Beyond mythology and opera: Dido, a gene that regulates obesity | Health & Wellness

Obesity, a pathology that affects more than one billion people in our society and is constantly growing, is characterized by an increase in body fat, and constitutes a risk factor for a set of diseases, including risk of cardiovascular, diabetes, cancer, stroke, hypertension, COVID, joint problems, and a long etc., which represent serious limitations in the expectations and quality of life of the affected people. Due to its high prevalence, this disease is considered by the World Health Organization as a priority in the field of public health and consequently it is a fundamental area of ​​research.

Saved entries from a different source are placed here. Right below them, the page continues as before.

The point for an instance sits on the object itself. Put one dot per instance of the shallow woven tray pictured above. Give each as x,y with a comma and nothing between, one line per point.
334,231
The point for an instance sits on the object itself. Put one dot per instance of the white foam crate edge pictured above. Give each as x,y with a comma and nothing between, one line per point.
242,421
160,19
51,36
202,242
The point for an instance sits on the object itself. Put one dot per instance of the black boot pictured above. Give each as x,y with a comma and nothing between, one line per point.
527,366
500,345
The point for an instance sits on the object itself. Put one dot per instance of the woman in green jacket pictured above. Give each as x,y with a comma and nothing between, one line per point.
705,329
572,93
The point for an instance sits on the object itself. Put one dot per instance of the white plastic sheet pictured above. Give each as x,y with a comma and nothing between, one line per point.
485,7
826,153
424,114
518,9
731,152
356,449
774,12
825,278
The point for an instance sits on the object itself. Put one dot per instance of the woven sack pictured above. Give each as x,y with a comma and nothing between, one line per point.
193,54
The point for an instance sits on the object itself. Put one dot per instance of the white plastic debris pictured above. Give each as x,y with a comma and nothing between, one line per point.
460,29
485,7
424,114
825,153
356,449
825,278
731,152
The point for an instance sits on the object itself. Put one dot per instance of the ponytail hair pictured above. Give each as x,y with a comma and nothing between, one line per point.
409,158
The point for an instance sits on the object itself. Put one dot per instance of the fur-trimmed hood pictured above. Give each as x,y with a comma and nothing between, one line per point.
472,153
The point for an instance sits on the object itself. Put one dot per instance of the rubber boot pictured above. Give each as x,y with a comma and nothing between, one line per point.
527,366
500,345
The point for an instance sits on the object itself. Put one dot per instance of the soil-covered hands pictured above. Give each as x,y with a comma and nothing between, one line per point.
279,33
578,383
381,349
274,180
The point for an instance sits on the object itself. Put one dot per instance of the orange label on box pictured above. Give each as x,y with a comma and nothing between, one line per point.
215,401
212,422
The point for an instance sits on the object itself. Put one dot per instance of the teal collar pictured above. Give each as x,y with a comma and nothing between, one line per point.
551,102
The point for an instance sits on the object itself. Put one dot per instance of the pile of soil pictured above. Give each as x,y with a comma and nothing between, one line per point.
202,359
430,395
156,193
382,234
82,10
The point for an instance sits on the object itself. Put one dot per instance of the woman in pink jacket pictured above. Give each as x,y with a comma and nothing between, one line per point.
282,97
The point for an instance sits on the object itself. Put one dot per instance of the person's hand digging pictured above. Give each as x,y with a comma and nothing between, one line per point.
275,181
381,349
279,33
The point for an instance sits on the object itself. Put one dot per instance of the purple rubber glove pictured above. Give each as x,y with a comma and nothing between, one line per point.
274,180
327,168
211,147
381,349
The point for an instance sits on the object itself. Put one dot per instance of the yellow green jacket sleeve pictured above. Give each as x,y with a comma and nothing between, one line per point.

For this reason, a multidisciplinary and multicenter group made up of researchers in different Spanish centers has tackled the study of the mechanisms involved in the generation of obesity. A study carried out through the use of a diversity of genomic technologies, studies of metabolism, biochemistry, massive DNA sequencing, generation of genetically modified mice, with the result of the identification of new mechanisms through a gene involved in the control of it.

The work carried out at the CSIC in collaboration with researchers from the CNIC, and the Rey Juan Carlos University of Alcorcón, and published in the Proceedings of the National Academy of Sciences (PNAS) identify the gene, Dido, necessary for the development of adipose tissue. In their work, the authors demonstrate the ability of this gene to prevent, even in situations of feeding diets enriched in fat, the generation of adipose tissue cells responsible for obesity. The Dido gene acts through mechanisms that regulate the expression of genes essential for the metabolic activity associated with the generation of fat. This gene, which has been previously identified and studied in the CSIC laboratory for its ability to participate in the differentiation of embryonic stem cells, thus acquires a new function, its ability to regulate the generation of adipose tissue.

These results, although they must be taken with caution because they were obtained in experimental mice, may have important therapeutic implications in the control of obesity and associated metabolic pathologies in humans, because the study of the molecular and structural mechanisms already known of the Dido gene, open a new window for the identification of new therapeutic compounds with the same activity.

In similarity to Dido, queen of Carthage who fails to keep Aeneas at her side and decides to end her life, the presence of mutations in this gene, Dido, which regulates the differentiation of adipocytes, prevents the generation and accumulation of these , thus avoiding the formation of fat and consequently preventing obesity. The mythology of the queen of Carthage, spectacularly captured in the opera Dido and Aeneas by the playwright and poet Nahin Tate and music by Henry Purcel, thus transcends its mythological and cultural role and extends with a new vision with its incorporation into science.

Carlos Martínez Alonso He is a researcher in the Department of Immunology and Oncology of the National Center for Biotechnology. He has also been president of the CSIC and Secretary of State for Research.